# Is there a nice, but affordable bearing puller and press?



## svinyard (Aug 14, 2017)

I have some 2018-2020 RM bikes, Commencal clash kids bikes, pivot, etc. Need to replace bearings on the 4 of them. I don't want to drop a zillion dollars but I hate garbage tools.

I also need to be able to pull this eyelet hardware and bearings out too. They recommend this:





Blind Hole Set (BBT-100)







www.endurobearings.com












I've seen some affordable stuff from probearingtools that is interesting and says it works for my bikes. Wondering what else I should be looking at.


----------



## tim709 (Nov 23, 2008)

I haven’t used it, so can’t comment on quality/function.

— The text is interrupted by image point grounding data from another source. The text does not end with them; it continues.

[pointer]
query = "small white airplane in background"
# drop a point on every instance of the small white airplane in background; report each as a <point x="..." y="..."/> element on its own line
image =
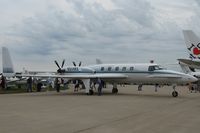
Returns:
<point x="143" y="73"/>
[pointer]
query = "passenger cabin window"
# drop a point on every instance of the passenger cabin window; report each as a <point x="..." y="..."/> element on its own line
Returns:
<point x="109" y="68"/>
<point x="116" y="68"/>
<point x="102" y="68"/>
<point x="131" y="68"/>
<point x="123" y="68"/>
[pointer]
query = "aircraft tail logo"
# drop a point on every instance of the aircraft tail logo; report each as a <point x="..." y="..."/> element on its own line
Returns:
<point x="192" y="42"/>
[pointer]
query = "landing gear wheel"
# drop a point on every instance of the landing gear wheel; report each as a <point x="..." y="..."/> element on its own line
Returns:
<point x="114" y="90"/>
<point x="91" y="92"/>
<point x="174" y="93"/>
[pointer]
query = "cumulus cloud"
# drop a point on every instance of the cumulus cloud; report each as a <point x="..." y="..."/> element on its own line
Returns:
<point x="122" y="30"/>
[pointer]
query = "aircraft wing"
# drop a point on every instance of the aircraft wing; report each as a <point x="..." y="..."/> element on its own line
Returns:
<point x="191" y="63"/>
<point x="76" y="76"/>
<point x="164" y="76"/>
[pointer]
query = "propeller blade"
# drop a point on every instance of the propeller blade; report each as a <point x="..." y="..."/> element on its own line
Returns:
<point x="74" y="63"/>
<point x="79" y="64"/>
<point x="63" y="63"/>
<point x="57" y="64"/>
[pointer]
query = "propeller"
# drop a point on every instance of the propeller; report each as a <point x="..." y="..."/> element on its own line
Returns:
<point x="60" y="69"/>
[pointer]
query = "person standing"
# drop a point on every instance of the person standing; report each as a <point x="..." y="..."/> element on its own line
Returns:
<point x="29" y="84"/>
<point x="100" y="86"/>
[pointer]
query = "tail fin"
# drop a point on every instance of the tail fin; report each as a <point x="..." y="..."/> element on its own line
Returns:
<point x="7" y="64"/>
<point x="192" y="42"/>
<point x="185" y="68"/>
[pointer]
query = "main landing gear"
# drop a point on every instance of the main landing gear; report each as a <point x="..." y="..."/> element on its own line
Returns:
<point x="114" y="90"/>
<point x="91" y="92"/>
<point x="174" y="93"/>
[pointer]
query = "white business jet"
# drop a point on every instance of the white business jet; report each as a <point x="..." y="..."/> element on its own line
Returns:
<point x="143" y="73"/>
<point x="121" y="73"/>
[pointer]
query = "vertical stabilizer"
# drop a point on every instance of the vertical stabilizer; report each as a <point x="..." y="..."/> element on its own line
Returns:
<point x="192" y="42"/>
<point x="7" y="64"/>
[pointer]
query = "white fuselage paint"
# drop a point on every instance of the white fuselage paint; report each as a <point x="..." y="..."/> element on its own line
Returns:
<point x="138" y="74"/>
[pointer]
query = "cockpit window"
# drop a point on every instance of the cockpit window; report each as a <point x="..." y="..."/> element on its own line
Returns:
<point x="102" y="68"/>
<point x="152" y="68"/>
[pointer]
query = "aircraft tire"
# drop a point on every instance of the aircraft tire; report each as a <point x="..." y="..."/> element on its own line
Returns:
<point x="91" y="92"/>
<point x="174" y="93"/>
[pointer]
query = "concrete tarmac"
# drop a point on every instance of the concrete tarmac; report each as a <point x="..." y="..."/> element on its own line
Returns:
<point x="129" y="111"/>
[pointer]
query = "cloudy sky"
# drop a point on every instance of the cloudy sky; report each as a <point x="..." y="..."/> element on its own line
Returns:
<point x="39" y="31"/>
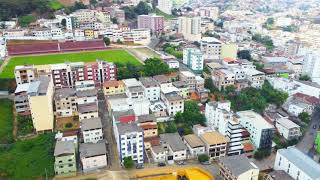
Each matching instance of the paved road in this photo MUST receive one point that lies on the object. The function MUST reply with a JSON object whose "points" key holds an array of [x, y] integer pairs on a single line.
{"points": [[113, 158], [307, 142]]}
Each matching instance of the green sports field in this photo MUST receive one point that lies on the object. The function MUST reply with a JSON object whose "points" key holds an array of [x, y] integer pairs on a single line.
{"points": [[117, 56]]}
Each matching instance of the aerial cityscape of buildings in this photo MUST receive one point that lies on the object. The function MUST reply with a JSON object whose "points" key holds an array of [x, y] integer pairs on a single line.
{"points": [[230, 89]]}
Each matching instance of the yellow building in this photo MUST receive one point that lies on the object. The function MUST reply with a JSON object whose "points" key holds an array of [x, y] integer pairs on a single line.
{"points": [[113, 87], [192, 173], [41, 105], [229, 51]]}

Bearing Press Tool — Alt Alt Bike Products







www.altalt.ca


----------



## Cleared2land (Aug 31, 2012)

Is servicing the bearings not an option?


----------



## slimat99 (May 21, 2008)

I tired to remove fox shock hardware bearings to move to another shock with random bearing tools I already own and I gave up. They don't make it easy. The good thing is those bearings will last forever so unless you need to move them to another shock they will likely last as long as you keep those frames. If the bearings are gritty pull the outer seal, clean and pack with grease.


----------



## svinyard (Aug 14, 2017)

Maybe this is it. They are all just Enduro Max bearings (I think). Is that pretty easy? How often should someone consider replacing bearings vs servicing them? I've done a lot of mechanic stuff (have a zillion bikes in garage) but have yet to service bearings.



Cleared2land said:


> Is servicing the bearings not an option?


----------



## slimat99 (May 21, 2008)

No need to replace bearings unless they are shot. Pop the outer seal, clean and grease. Super easy. Like I said, those shock bearings last forever unless you wash your bikes too often. Keep those bearings as dry as possible and they will outlast everything else on your bikes. They don't move much. You can get grooves in the races because of repetitive limited motion. Just pop the seals and grease every year and you'll likely never have an issue. Cheap, heavy marine grease from auto parts store is arguably the best grease for those bearings.


----------



## Roge (May 5, 2017)

Making a press is easy with a trip to Home Depot. Just get a piece of threaded rod, appropriately sized washers for what you want it for and two nuts.


----------



## eshew (Jan 30, 2004)

I've been pretty happy with this press...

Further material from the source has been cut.